Q. The playing surface itself, like a basketball court, is that the difference at all, or is it just the surroundings?
ANDY RODDICK: I thought the surface played a little bit lower, maybe just because it’s been played on, more doubles, so the service boxes maybe reacted a little bit differently. It was pretty similar. But to be fair, we haven’t played on any real Stadium Court in three days anyway. We’ve been hitting indoors, so that’s kind of what we’ve dialed into.
Q. The 24 hours starting when you guys had to go out for a few minutes yesterday morning; people seemed unhappy about that. Is this as strange a 24-hour period you’ve been in in tennis?
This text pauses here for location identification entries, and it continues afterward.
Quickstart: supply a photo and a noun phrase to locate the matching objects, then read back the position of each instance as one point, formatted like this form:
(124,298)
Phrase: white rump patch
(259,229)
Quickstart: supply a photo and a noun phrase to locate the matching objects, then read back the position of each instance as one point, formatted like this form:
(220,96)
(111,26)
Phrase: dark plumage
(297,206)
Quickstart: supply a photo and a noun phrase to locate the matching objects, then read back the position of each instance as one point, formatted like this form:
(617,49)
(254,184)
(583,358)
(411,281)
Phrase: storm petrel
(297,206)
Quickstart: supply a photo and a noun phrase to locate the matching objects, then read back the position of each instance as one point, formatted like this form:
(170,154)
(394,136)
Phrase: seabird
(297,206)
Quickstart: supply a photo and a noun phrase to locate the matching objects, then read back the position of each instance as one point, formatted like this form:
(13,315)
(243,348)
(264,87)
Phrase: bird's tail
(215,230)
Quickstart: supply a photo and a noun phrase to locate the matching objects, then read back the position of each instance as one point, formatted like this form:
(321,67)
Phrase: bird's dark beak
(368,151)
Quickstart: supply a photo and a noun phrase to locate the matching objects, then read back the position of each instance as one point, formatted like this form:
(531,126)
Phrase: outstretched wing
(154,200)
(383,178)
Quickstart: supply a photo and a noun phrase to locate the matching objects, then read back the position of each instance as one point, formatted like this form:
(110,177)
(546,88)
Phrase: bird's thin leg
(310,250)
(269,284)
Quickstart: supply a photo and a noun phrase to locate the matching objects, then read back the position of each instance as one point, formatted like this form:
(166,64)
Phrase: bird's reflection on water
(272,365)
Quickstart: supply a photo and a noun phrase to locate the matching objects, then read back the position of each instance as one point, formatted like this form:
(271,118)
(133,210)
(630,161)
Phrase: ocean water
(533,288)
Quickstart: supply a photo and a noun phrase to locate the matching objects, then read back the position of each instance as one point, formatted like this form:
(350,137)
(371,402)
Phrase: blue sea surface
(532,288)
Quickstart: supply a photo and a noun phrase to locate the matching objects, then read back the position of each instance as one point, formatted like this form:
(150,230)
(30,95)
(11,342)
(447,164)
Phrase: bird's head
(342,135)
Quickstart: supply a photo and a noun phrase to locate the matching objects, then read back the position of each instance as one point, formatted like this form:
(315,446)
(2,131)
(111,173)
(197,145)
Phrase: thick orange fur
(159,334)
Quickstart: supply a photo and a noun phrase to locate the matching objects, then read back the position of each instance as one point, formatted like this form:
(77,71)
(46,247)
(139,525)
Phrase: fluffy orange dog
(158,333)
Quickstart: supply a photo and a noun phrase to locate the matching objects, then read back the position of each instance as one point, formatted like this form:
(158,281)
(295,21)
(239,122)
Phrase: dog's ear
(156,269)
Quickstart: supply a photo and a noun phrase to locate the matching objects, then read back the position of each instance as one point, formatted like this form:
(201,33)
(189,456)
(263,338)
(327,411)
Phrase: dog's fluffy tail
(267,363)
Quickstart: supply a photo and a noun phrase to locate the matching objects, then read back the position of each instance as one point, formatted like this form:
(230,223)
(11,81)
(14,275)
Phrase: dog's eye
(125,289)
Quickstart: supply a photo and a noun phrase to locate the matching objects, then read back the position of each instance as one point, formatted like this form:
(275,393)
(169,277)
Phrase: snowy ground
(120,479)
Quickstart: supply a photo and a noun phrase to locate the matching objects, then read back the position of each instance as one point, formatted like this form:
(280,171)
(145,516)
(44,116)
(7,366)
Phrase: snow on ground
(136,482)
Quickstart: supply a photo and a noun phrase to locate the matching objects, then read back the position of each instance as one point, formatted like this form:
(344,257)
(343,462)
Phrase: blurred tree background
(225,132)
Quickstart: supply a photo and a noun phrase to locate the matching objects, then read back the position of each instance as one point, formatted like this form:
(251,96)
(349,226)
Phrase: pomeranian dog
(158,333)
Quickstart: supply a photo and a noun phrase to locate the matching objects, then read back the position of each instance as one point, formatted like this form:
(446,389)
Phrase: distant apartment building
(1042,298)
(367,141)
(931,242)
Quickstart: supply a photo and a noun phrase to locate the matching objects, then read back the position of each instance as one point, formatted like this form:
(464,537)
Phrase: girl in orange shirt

ANDY RODDICK: Um, probably, but I think I’m used to it. I think I played five slam finals, and I’ve had to play on the Saturday four times. So the ’09 Wimbledon final was actually the first time I ever got a day off in between. I’ve always kind of responded well to playing like that. I don’t know. For some reason I was kind of mellow during the whole thing, which is completely against my makeup. (Laughter.)
Q. Isn’t that the mark of a champion athlete, accepting what’s there and not worrying about the little things and just playing the game?
ANDY RODDICK: That’s what I hear. (Laughter.)
Q. Having said that, Rafa was quite peeved when he came in here and said that, you know, the players need to have more of a say in what’s going on. Even Sam Stosur said that. What would you say? She said without them there’s no tournament.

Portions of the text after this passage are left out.